German filmmaker, media artist and activist Florian Schneider ambitiously set out to present a mission statement for a novel type of documentary, the open source mode, and launched into a highly theoretical and somewhat cryptic talk that contained a few guidelines on how this transition can be made, but lacked any clear examples or results.
He started by explaining the moving images that ran in the background throughout his presentation, namely scenes from the first Dutch sound film and one of the first documentaries in film history, ‘Philips-Radio‘ (known in France as Symphonie Industrielle). Made in 1931 by Joris Ivens after a commission from Philips Eindhoven, the film shows the mass production of radio transistors at the corporation’s factories.
Schneider proceeded to question the possibility of a ‘Philips-Radio Revisited’, of making a documentary about a fragmented, discontinuous post-industrial space. Ivens found himself in the very midst of production, while nowadays it’s impossible to visually reconstruct the technical aspects and social division of production; this network cannot be traced.

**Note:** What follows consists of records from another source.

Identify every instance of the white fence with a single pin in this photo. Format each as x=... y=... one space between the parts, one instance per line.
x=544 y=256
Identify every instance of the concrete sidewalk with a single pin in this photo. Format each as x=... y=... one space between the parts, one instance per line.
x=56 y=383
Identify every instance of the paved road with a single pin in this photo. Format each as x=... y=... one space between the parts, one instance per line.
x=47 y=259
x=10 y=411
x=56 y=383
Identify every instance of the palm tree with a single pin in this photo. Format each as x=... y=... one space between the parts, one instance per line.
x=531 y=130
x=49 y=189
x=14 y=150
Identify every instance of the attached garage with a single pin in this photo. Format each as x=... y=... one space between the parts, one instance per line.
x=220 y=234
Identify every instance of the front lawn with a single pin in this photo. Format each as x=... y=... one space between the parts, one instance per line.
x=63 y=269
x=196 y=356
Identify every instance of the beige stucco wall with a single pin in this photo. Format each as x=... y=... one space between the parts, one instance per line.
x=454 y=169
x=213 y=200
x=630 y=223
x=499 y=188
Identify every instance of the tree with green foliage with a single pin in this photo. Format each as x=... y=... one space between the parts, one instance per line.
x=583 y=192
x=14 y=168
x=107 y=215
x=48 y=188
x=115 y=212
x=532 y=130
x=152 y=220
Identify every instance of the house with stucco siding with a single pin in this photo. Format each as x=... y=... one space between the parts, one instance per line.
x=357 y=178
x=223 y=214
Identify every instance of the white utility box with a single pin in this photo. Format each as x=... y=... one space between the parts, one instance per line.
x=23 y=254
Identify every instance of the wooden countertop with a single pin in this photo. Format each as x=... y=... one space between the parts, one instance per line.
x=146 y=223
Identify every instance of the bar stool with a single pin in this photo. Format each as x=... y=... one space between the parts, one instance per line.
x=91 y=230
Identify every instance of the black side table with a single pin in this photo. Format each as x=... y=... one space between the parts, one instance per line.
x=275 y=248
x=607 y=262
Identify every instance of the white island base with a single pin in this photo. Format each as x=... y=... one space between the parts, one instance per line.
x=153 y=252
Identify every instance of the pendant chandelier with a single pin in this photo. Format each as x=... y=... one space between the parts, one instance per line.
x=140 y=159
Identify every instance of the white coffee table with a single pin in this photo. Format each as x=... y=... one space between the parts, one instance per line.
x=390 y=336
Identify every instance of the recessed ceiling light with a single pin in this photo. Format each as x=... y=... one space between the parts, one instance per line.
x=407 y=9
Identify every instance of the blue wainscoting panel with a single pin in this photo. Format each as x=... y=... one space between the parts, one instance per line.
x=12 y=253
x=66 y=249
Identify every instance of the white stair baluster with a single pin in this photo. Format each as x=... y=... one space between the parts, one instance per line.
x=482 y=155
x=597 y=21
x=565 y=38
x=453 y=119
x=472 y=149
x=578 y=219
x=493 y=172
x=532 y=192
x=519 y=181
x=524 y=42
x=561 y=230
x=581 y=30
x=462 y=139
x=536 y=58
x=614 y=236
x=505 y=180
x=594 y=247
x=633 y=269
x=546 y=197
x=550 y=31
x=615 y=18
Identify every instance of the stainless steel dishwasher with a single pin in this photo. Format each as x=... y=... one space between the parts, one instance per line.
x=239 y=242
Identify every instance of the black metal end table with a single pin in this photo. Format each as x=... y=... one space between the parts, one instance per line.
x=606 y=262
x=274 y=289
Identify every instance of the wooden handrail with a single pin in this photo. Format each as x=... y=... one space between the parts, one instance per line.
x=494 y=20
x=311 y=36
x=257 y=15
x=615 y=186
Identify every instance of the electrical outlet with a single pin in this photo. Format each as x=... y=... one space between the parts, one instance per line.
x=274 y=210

The aesthetic potential of the contemporary network should become the main focus of documentary makers, as opposed to emphasising only the creation and distribution of content. Schneider believes that what is at stake is the production of a new vision, an optical experience. In other words, it’s not about ‘what to see’ but ‘how to see things’, meaning that a number of challenges must be considered: ethical, political and especially aesthetic ones. He is calling for a reinvention of the documentary under network conditions, keeping in mind that the network logs, captures, records and stores interactions between subject and object.

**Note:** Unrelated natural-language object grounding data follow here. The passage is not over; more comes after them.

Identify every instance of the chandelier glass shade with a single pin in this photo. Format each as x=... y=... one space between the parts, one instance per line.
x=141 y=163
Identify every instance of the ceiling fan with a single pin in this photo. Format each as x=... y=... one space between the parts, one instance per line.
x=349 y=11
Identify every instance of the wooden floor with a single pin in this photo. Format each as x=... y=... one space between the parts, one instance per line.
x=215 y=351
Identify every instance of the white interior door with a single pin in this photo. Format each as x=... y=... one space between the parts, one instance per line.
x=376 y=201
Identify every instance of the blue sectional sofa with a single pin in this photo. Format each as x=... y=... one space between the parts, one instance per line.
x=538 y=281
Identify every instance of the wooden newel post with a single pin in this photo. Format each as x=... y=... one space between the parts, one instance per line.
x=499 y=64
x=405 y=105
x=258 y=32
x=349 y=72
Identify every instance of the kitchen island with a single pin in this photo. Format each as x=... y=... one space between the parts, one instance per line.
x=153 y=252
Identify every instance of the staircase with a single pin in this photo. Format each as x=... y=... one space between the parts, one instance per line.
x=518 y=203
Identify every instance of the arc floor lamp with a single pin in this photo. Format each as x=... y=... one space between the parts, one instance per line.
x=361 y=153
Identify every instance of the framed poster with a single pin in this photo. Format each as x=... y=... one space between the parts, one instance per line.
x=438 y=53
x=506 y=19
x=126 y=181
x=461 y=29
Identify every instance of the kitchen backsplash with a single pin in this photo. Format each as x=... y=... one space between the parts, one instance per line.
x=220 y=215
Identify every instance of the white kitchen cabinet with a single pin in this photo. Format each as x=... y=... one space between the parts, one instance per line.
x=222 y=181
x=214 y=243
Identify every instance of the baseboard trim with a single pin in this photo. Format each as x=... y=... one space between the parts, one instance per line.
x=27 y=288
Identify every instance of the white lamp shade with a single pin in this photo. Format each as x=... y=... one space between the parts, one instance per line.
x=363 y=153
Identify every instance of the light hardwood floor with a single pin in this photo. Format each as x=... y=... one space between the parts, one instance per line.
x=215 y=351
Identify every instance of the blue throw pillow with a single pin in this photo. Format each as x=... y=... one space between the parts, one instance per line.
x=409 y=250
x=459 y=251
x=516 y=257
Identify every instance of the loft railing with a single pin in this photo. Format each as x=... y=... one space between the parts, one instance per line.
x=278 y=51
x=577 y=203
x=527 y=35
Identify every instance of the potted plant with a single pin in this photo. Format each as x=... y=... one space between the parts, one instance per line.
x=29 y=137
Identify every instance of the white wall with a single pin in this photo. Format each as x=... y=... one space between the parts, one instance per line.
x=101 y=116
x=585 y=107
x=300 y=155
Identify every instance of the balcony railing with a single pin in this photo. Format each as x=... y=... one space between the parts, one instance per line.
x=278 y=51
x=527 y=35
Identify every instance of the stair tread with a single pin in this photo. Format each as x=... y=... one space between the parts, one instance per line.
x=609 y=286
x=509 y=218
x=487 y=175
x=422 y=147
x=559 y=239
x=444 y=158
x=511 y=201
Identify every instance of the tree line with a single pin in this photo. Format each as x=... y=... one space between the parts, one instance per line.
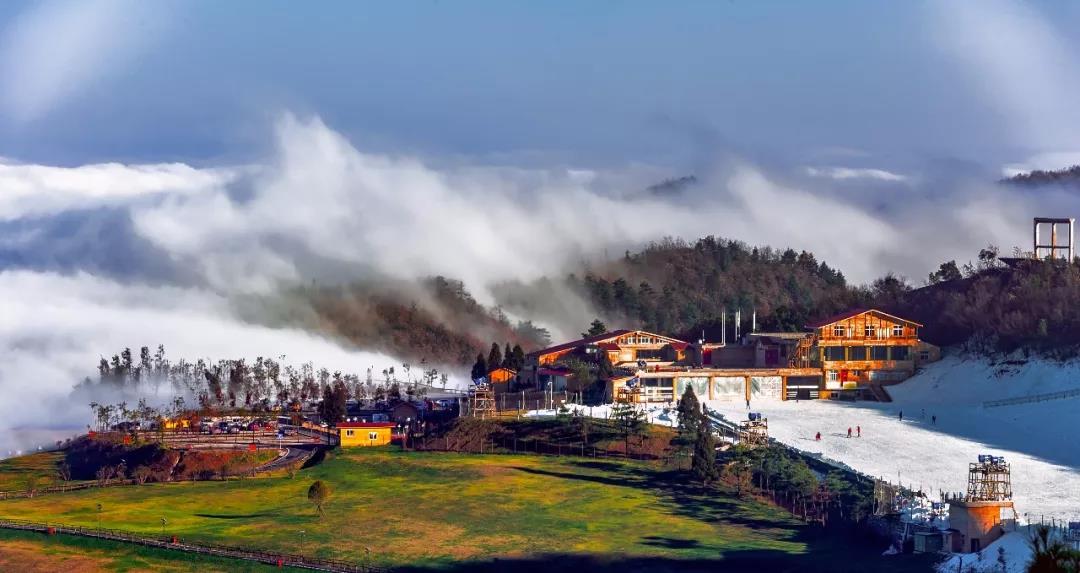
x=239 y=384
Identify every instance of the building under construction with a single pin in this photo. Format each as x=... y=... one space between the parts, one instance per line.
x=754 y=431
x=985 y=512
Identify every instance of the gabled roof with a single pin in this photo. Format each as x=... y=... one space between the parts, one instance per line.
x=366 y=424
x=599 y=340
x=856 y=312
x=589 y=340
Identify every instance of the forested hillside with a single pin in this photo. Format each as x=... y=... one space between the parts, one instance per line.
x=1029 y=304
x=440 y=323
x=679 y=288
x=682 y=289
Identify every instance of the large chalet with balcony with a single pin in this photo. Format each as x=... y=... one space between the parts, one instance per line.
x=850 y=355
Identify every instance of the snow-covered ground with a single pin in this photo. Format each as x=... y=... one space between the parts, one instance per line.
x=1041 y=440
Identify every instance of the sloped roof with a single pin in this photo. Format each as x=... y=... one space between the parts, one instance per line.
x=856 y=312
x=580 y=342
x=366 y=424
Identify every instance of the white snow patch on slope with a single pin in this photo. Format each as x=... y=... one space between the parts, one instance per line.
x=1040 y=439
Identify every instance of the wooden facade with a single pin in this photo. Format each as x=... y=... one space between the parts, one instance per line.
x=867 y=346
x=623 y=348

Schneider first elaborated on the status quo of the documentary. First, there has been an emancipation of this genre from its typical carrier media – film and photography – and an expansion into other fields, such as painting, theatre and other artistic forms. Another crucial development is digitisation, which has redefined editing; to edit can now mean to connect data streams instead of splicing 16 or 35mm film. The network has replaced or engulfed ‘the streets’ on which the filmmaker would wander in the quest to (re)appropriate a reality that exists independently from the hermetic space of the creator’s studio. In this quest, the documentary filmmaker waits something to happen, for the unexpected to occur; this notion of anticipation reverberates into the editing process as events are reconstructed with the same frame of mind.
He then expressed a series of concerns about how film is made in the networked environment. In this context, there is a tension between legible and illegible, with a strong tendency for making things readable and decipherable in order to be searched, found, categorised, indexed tagged and subjected to an algorithmic process. Schneider controversially claims that text-to-image hybrids (i.e. subtitles), which can be indexed, represent death to film since they make everything calculable. This anti-computationalist perspective continues with his recommendation of an algorithm that produces difference rather than sameness, multiplicity instead of identity, since online aesthetics are all about weaving items into a mesh of similarities instead of discontinuities.
Nevertheless, the network allows the filmmaker to explore an absolute out of field, to work with sources not originally captured in frames given that the content of the image always escapes proper framing. The essence of the network image, what makes it mobile is that there is no chance to readjust it.
Ending with an open question – ‘What is networked seeing?’, Schneider left the audience eager to find out exactly what an open source documentary would look like. Maybe that will be answered at next year’s Video Vortex.